By: Samantha Congdon and Dale Sorcher

As the holidays near, many of us feel the pressure to be in good cheer. We hear a lot about gratitude during the holiday season, but why gratitude? “The word gratitude comes from the Latin word gratus, which means “thankful, pleasing,” states Heather Craig, author of “The Research on Gratitude and Its Links with Love and Happiness”.  In its simplest form, gratitude refers to a state of being grateful, or state of thankfulness and appreciation.  So, how can gratitude increase one’s overall sense of well-being?

Psychologists Dr. Robert A. Emmons and Dr. Michael E. McCullough have been examining gratitude and well-being. Harvard Health Publishing shares further details about one of the studies performed by Emmons and McCullough. In this study, participants were divided into three groups, and asked to write a few sentences each week. One group wrote about things they were grateful for, daily over a week. The second group wrote about daily irritations that occurred over the week. And lastly, the third group wrote about events that affected them, regardless of whether the events were positive or negative. After 10 weeks, the results concluded only participants in group one reported feeling more optimistic and better about their lives. Physical health was also reviewed during this study and, surprisingly, group one reported an increase in exercise and fewer visits to doctors’ offices in comparison to the other groups. Studies performed on gratitude support the association between gratitude and a feeling of well-being.

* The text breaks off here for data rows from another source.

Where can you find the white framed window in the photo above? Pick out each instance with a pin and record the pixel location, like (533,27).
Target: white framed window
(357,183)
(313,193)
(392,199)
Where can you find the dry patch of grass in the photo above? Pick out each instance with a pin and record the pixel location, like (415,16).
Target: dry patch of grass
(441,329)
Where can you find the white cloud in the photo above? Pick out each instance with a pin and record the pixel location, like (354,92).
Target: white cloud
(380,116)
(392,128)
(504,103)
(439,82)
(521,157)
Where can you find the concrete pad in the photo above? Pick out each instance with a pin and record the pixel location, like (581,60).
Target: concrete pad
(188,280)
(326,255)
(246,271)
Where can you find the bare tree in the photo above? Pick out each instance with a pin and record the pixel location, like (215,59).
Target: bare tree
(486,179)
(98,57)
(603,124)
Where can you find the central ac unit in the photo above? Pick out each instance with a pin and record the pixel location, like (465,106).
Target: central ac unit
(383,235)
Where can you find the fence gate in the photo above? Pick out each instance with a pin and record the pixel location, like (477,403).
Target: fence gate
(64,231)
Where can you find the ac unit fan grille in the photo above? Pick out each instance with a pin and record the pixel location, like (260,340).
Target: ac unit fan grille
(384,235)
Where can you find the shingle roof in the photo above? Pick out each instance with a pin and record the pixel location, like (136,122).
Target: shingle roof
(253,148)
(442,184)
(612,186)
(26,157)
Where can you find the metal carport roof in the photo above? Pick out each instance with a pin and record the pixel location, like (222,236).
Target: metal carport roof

What would happen if you changed your perspective from focusing on what is going wrong to what is going right? In positive psychology, gratitude is the human way of acknowledging the good things in life we sometimes miss due to stress, depression, anxiety and other feelings. Gratitude can be a shared activity with family members as you sit around the table and note what you were grateful for that day, or privately by journaling three things you are thankful for. “The benefits are so powerful,” says Laurie Santos, professor at Yale University of The Science of Well-Being and Happiness. All it takes to practice gratitude is a little time and consistency.

However, gratitude is not innate or something we are born with.  According to David Sack, author of “From Entitled to Thankful: Raising Children with an Attitude of Gratitude”, it’s a behavior that can be learned. For children, when the concept of gratitude is taught and learned, it influences their choices going forward. From birth, children are visual learners.  When gratitude is modeled by the adults around them, they become sensitive to the feelings of others, begin to develop empathy and learn how to nurture relationships with others.

Modeling gratitude comes down to what we do and not what we say and is an ongoing process.  For younger children, ways to begin learning gratitude can include reflecting on their day at bedtime and emphasizing something that they enjoyed, having them contribute to family life through age-appropriate tasks in the house, and having them help with preparing food for a neighbor or family member. For older children, developing gratitude may include more advanced activities such as service involvements that help others such as volunteering at animal shelters and soup kitchens, becoming involved with other community organizations and volunteering as school tutors or assistant coaches.

Poet Robert Brault said it simply, “Enjoy the little things. For one day you may look back and realize they were the big things.”